Like Smith and Fernandez, Wat began working with recovery efforts, most of which emerged through grassroots collectives. Wat assisted her father, a surgeon, with providing burn care to victims at shelters and damage sites where people were living in the days immediately following the fires. In the weeks since the fires, some 100 people are known to have lost their lives during the blaze. 

Smith volunteered with the Humane Society to organize disaster relief supplies that came in a handful of UPS delivery trucks each day. The Chief Executive of Maui’s Humane Society has estimated that as many as 3,000 animals were lost in the fires. Smith says she had to persuade people in need to take more supplies, as many wanted to leave enough for others with greater needs. Such attitudes are characteristic of the Maui community, according to Smith, who describes her home as strong and self-sufficient. 

Fernandez agrees with Smith.
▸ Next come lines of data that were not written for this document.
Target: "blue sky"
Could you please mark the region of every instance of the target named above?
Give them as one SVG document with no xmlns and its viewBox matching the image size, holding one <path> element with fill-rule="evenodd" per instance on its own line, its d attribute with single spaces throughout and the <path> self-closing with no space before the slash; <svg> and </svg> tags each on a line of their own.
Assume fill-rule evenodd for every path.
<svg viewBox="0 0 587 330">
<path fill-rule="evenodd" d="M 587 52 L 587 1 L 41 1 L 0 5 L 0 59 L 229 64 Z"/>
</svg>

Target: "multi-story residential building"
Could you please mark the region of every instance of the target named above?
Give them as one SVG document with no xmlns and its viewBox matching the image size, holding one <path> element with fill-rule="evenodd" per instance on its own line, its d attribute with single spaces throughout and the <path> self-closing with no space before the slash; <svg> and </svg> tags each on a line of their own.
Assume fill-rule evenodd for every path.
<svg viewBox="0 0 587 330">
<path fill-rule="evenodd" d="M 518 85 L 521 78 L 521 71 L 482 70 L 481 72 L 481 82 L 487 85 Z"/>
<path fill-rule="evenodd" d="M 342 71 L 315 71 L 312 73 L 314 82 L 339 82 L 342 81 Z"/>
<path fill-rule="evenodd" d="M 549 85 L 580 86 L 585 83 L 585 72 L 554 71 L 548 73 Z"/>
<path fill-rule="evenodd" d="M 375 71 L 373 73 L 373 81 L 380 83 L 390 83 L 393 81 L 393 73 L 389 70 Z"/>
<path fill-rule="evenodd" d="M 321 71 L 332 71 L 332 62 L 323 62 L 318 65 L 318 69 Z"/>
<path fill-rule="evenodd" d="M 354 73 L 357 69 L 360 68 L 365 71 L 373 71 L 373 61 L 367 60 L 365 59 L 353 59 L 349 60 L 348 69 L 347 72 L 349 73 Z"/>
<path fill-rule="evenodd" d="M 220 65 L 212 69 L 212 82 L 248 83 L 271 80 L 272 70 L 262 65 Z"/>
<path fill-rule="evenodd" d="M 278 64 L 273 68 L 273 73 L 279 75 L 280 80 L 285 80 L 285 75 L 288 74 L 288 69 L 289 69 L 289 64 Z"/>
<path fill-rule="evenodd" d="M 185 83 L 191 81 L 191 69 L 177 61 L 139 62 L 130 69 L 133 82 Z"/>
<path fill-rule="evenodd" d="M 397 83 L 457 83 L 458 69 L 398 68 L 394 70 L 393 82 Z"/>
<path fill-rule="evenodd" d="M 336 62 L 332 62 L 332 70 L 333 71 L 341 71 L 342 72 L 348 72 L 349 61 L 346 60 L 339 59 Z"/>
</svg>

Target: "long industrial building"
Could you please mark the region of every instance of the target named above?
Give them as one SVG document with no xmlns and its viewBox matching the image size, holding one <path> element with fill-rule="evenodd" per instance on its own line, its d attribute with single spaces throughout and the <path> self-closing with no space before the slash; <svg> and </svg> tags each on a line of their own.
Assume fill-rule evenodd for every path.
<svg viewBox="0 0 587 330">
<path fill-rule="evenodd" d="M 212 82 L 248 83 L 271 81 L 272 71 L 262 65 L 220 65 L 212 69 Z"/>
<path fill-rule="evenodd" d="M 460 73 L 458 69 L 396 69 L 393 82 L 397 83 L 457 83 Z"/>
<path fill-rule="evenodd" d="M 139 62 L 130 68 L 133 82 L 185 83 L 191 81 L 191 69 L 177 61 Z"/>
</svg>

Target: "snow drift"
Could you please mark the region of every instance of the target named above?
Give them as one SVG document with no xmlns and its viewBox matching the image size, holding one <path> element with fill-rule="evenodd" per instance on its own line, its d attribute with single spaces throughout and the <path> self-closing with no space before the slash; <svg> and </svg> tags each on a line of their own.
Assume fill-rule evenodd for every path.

She joined grassroots groups in the wake of the fires to support cleanup and recovery. 

“That’s what the culture here is all about, helping your neighbor,” Fernandez says. 

In the wake of the fires, the estimated costs to rebuild the town of Lahaina and surrounding communities range between $4–6 billion. Insurance and federal and state aid will work to cover the costs, with substantial amounts of funding coming from federal sources such as the U.S. Department of Housing and Urban Development and the Federal Emergency Management Agency. 

As the island continues to recover, the young women are not blind to the broader challenges the fires have exposed as they relate to climate change or existing injustices. Fernandez explains that some Lahaina residents have been served with 45-day eviction notices while outsiders angle to buy property out of native hands. 

“It just feels so unsure and unsafe. It’s like, how are you going to evict people who’ve gone through trauma and sleep at night?” Fernandez says.

Smith, who studies environmental science at Oregon State University, says the role of climate change in the fires is hard to ignore. Even though the connection between Hurricane Dora, which is thought to have spurred the fires, and global warming makes sense to Smith from a scientific standpoint, she feels jarred by the reality of seeing climate change’s impact on her community. 

“I went into environmental science because I’m fully aware of global warming, but it was always something you see little things or hear about, never something that burns a whole town down,” Smith says. 

The young women say they also worry about the impacts of tourism on the island as it rebuilds. Smith says she is doubtful that people will treat Maui any differently than they did before the fires, or recognize it as anything other than a beautiful vacation spot. Fernandez echoes that she feels frustrated on some levels for the extent to which the community has had to support itself through the recovery efforts. 

As they look toward the future, both Smith and Fernandez speak to the strength of their community and the pride they feel to belong to it. 

“I wouldn’t have the optimism I have if it weren’t for the people around me,” Fernandez says. 

Smith agrees. “I didn’t fully comprehend what we would do for each other,” she says. “It just proved everything that I already knew about Maui as a community.”